Onchocerciasis is caused by the filarial worm Onchocerca volvulus. The worm is transmitted to humans as larvae through the bites of infected blackflies. In humans, the larvae mature to adult worms. After mating, the female adult worm can release up to 1,000 microfilariae a day. These early-stage worms move through the body; when they die, they cause blindness, skin rashes, lesions, intense itching and skin depigmentation.

The combination of an antimicrofiliarial drug called ivermectin and the antibiotic doxycycline can kill the worms. The World Health Organization’s African Programme for Onchocerciasis Control has set a target date of 2025 for the eradication of the disease in that region. Indiscriminate treatment with the drugs could lead to drug resistance and render the treatnent ineffective so it’s important to have a way to track the disease and ensure eliminiation programs are on course.

To track the disease, researchers need a signature molecule that reflects the status of the infection. Kim Janda at The Scripps Research Institute explains that he and his colleagues initially focused on finding biomarkers for O. volvulus infection in blood. They found 14  but what Janda says he really wanted was a single biomarker so that a simple diagnostic tool could be based on this biomarker. “In my opinion, a single biomarker is needed that tracks the progression of onchocerciasis and monitor whether years of mass treatment of people infected by O. volvulus is working toward the goal of its eliminination,” he says.

So the investigators decided to look in urine, with the rationale that the urine-production pathway would generate a different profile of metabolites that was different from those in blood. They analyzed samples from infected and uninfected people by liquid chromatography-mass spectrometry.

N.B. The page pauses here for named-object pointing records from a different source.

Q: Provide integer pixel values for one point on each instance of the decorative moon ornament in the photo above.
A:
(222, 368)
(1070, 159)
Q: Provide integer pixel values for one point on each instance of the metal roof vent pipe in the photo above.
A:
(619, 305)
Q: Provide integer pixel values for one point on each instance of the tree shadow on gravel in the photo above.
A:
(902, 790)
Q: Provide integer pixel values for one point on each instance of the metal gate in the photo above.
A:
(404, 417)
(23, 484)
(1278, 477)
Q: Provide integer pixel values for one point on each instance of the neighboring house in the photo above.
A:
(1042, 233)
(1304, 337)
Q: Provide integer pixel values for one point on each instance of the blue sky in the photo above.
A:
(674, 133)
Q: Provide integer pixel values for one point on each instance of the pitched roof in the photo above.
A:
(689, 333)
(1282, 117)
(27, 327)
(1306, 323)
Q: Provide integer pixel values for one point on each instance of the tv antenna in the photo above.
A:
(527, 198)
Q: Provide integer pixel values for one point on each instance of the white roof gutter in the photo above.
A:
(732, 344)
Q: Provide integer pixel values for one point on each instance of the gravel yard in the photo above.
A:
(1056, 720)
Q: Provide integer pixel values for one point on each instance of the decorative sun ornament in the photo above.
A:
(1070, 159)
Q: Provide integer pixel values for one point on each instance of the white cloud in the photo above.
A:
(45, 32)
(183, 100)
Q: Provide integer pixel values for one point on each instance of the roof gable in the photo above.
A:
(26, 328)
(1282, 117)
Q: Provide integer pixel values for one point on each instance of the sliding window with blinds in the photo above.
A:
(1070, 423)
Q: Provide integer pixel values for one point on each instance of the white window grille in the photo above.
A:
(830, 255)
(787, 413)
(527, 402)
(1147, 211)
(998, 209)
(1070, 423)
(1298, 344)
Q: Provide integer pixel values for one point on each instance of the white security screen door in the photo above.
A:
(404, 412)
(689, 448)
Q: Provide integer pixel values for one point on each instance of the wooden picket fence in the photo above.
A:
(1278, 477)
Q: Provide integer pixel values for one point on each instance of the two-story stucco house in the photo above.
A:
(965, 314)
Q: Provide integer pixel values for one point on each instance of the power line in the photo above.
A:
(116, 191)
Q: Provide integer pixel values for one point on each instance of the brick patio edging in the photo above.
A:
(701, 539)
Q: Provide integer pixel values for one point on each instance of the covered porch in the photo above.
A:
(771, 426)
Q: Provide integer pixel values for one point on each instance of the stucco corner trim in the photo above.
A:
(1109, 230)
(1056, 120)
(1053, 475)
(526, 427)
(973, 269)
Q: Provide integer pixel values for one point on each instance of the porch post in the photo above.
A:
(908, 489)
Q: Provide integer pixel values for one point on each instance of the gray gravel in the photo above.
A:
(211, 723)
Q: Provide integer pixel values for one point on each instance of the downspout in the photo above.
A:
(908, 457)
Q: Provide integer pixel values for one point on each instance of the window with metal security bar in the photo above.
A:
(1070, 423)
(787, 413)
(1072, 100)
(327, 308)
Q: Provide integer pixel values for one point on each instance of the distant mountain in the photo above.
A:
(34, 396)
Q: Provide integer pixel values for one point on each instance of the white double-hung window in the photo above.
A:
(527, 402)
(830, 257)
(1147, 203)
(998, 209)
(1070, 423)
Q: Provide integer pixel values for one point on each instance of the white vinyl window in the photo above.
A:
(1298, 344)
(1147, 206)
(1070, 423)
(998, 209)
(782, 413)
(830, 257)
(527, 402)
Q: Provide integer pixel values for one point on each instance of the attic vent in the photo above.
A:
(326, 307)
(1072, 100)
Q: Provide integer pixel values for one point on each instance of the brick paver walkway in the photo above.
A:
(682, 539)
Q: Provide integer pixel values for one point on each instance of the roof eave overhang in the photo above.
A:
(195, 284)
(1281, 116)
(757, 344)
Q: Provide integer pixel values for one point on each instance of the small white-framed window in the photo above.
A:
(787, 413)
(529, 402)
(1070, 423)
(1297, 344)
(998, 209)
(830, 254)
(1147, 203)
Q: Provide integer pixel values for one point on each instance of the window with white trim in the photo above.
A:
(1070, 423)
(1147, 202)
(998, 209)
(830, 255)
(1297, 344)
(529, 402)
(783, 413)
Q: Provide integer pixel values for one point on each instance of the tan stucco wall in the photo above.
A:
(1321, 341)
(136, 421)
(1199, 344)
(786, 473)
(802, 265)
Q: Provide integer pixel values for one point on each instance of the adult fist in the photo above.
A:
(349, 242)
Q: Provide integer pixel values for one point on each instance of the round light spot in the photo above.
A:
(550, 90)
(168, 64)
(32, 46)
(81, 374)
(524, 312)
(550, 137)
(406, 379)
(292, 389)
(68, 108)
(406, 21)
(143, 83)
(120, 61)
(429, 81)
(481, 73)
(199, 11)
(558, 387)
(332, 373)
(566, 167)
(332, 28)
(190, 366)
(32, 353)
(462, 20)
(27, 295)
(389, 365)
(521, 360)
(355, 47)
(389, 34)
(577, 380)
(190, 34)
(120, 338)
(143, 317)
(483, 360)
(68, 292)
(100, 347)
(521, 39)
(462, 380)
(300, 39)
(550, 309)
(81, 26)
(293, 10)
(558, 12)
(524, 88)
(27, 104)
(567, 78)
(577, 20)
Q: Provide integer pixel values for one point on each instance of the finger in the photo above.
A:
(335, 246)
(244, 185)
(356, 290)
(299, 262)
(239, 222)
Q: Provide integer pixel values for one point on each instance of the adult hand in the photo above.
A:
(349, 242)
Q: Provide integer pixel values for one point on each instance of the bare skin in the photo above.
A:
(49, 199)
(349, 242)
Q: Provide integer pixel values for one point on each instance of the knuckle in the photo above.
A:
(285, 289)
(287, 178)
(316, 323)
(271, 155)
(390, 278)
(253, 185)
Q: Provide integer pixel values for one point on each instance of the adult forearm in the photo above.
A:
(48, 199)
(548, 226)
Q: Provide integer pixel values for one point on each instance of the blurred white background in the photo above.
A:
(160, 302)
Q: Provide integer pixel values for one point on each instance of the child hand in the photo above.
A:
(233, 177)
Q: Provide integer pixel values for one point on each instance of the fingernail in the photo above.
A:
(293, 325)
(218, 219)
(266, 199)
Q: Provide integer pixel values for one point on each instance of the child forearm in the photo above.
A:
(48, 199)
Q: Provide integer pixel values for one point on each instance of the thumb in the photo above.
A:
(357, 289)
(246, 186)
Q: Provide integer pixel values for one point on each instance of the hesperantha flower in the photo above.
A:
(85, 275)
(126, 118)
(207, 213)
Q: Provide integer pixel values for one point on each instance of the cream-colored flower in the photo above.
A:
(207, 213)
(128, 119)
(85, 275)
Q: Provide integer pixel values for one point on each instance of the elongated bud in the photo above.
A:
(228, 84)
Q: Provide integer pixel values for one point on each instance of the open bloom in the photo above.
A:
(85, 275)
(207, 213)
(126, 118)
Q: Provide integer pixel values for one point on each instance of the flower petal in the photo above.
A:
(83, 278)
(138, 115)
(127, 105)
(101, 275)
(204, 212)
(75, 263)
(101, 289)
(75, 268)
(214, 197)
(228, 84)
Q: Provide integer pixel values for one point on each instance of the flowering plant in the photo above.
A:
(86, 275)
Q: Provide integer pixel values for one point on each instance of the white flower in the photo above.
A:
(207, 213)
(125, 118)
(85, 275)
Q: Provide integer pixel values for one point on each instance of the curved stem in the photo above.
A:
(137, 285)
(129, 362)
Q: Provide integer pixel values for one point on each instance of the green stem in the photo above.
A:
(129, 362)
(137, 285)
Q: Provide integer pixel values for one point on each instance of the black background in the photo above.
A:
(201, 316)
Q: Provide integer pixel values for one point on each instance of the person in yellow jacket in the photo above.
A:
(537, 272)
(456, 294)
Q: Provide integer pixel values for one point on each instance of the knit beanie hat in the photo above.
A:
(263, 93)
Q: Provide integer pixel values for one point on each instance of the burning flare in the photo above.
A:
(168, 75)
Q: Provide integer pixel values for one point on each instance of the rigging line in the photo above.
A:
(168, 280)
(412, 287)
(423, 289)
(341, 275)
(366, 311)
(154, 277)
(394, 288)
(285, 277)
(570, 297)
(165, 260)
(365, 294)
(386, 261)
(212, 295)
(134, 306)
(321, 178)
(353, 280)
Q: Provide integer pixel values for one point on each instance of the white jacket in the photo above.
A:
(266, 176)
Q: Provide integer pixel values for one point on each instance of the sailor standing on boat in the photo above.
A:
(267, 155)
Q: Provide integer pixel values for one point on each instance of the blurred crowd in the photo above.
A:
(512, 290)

The investigators identified a single biomarker, N-acetyltyramine-O,β-glucuronide (NATOG), a metabolite derived from an O. volvulus neurotransmitter. They showed that NATOG is upregulated at the time of infection. If an infected patient gets treated with doxycycline, the level of NATOG goes down. Janda explains that this finding gives “confidence that the biomarker tracks with the worm’s metabolic life cycle.”

The researchers are now working on developing a simple dipstick test based on NATOG.